Friday, November 10, 2017

Why It's Hard to Trust the Media

Prominent investigative journalist Sharyl Attkisson gives a brief presentation in this video of why every news consumer should be very leery of what they're consuming. It was once the case that news outlets strove for objectivity realizing that though it may be impossible to be completely objective and disinterested in what they report, nevertheless, it was an ideal they should set for themselves and their profession.

Sometime around the middle of the the last century, however, journalists began to reason that since objectivity was attainable only in a perfect world, which this world is not, they may as well forget about trying to achieve it and instead use their platform to promote their own personal views.

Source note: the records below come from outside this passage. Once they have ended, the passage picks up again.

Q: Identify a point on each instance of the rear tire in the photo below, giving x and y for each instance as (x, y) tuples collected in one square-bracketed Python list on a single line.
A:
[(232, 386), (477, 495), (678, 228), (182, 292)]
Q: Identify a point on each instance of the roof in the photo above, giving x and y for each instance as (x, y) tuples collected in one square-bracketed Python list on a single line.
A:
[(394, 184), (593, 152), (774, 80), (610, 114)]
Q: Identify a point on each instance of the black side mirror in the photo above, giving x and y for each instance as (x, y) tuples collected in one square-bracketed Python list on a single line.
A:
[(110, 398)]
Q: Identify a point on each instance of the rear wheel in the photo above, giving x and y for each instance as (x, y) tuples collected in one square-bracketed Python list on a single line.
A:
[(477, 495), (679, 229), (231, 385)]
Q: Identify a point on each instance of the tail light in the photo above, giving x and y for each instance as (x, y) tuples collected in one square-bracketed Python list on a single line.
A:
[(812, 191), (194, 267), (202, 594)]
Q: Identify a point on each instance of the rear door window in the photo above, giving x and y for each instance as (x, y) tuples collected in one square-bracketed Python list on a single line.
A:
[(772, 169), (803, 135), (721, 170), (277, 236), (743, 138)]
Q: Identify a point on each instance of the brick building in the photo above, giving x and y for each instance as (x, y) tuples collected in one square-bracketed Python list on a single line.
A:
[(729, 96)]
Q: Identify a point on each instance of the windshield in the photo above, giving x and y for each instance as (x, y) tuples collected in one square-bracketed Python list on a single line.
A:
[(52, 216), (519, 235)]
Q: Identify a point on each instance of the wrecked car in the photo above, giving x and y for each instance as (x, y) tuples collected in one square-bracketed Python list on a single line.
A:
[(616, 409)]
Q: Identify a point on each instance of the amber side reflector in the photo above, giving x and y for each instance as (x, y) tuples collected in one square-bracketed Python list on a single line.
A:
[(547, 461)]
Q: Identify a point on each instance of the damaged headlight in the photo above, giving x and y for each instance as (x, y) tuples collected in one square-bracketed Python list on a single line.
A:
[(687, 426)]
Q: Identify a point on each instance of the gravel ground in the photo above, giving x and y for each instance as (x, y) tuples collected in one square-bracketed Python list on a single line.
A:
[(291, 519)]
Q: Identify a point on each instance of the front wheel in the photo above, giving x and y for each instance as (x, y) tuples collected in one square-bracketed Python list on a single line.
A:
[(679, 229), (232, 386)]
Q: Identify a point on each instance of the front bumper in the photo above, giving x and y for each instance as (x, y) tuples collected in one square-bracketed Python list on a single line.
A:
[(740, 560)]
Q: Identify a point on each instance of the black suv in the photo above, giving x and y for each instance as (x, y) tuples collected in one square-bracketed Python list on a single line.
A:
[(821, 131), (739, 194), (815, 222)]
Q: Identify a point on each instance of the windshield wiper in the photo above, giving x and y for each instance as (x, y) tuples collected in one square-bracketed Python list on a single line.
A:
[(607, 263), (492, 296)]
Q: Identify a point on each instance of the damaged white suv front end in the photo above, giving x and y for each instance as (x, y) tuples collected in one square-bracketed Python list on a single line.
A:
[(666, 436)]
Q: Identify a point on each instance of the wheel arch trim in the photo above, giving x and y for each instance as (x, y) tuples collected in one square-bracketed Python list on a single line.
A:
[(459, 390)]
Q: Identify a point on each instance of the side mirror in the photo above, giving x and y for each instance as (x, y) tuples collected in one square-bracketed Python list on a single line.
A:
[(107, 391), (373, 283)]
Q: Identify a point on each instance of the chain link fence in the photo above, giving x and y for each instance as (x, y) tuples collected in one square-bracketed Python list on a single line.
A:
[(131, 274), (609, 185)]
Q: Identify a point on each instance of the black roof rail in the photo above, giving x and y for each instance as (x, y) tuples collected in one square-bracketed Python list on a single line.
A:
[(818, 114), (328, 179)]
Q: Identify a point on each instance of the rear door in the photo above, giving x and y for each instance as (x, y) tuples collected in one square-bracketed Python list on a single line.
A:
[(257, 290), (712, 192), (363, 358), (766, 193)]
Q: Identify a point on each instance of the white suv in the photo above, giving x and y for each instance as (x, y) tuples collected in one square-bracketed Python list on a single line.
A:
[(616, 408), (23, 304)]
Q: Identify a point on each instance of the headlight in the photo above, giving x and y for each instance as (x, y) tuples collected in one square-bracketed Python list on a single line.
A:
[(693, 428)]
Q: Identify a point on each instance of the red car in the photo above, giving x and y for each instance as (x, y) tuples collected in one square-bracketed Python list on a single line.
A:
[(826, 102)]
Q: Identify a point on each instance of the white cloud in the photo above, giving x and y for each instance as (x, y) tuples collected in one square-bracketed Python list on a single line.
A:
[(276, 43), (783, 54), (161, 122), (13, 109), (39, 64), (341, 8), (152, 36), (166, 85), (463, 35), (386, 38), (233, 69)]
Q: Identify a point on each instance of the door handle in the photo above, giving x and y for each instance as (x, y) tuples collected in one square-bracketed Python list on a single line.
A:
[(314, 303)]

Thus, journalism morphed into advocacy and propaganda, and the news consumer was left unsure of what was fact and what was simply the journalist's own opinion and bias. Journalists came to see themselves as evangelists for the causes most dear to them, which in the case of the elite news outlets were mostly liberal causes, and they coupled their evangelistic zeal with a post-modern, pragmatic view of truth.

Pragmatism holds that what's true and right is what works to promote or achieve one's goal. Thus, if one's goal is the success of a particular political party then whatever tactics bring about the election of one's favored candidates and the defeat of the opposition's candidates are justified. Objective facts don't exist anyway, on this view, and traditional moral assumptions are obsolete and need not get in the way.